Die Türkei war vor zwei Wochen in Syrien einmarschiert, um die von ihr als Terrororganisation angesehene Kurdenmiliz YPG zu verdrängen. Parallel zogen die bislang mit den Kurden verbündeten US-Truppen aus dem Gebiet ab. Am Dienstagabend hatten sich der türkische Präsident Erdoğan und Kremlchef Wladimir Putin in Sotschi über einen weiteren Abzug der YPG aus den Grenzgebieten und eine gemeinsame Kontrolle der Region geeinigt. Daraufhin waren Zweifel daran laut geworden, ob Kramp-Karrenbauers Plan nun überhaupt noch Sinn ergibt.

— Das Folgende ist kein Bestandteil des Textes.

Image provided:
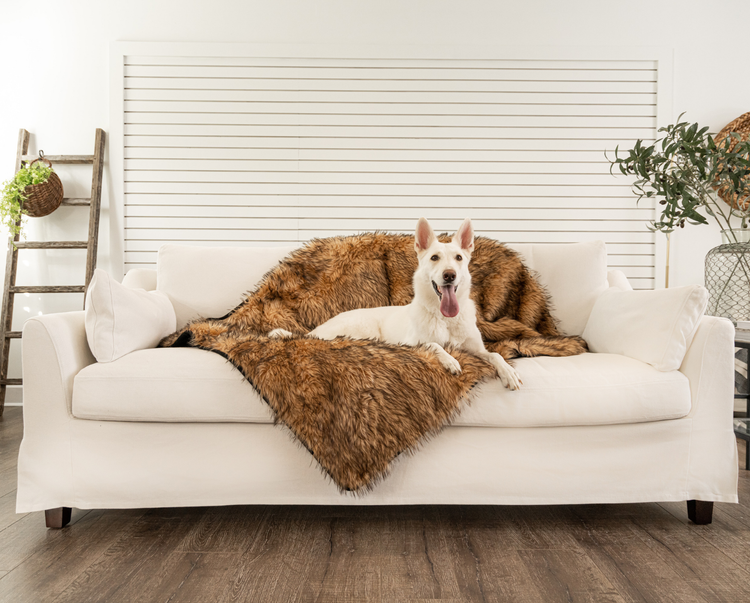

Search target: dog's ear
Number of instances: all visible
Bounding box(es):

Die CDU-Vorsitzende will das syrische Grenzgebiet zur Türkei von einer UN-Truppe schützen lassen. Wie diese Truppe zusammengesetzt werden soll und ob sich auch die Bundeswehr beteiligen würde, hatte sie aber nicht gesagt. Einem UN-Einsatz müsste der Weltsicherheitsrat zustimmen und damit auch Russland, das in dem wichtigsten UN-Gremium ein Vetorecht hat. Russland gilt aber als Schutzmacht des syrischen Präsidenten Baschar al-Assad, weshalb es im Sicherheitsrat bisher keine Einigungschancen in Sachen Syrien gab.

Ihre eigene Partei hat Kramp-Karrenbauer jedenfalls hinter sich. In der CDU wird bereits über eine mögliche Bundeswehr-Beteiligung an einer internationalen Schutztruppe diskutiert. "Ich glaube schon, dass sich Deutschland als Mitglied des UN-Sicherheitsrates und Initiator eines solchen Vorschlages dran beteiligen muss", sagte der außenpolitische Sprecher der Unionsfraktion, Jürgen Hardt, im ZDF-Morgenmagazin. Aus der SPD kommen dagegen Warnungen vor einem Bundeswehr-Einsatz. "Das darf es nicht geben. Das bedeutet eine Militarisierung der deutschen Außenpolitik, und die SPD kann und wird so etwas nicht mitmachen", sagte der stellvertretende Parteivorsitzende Ralf Stegner.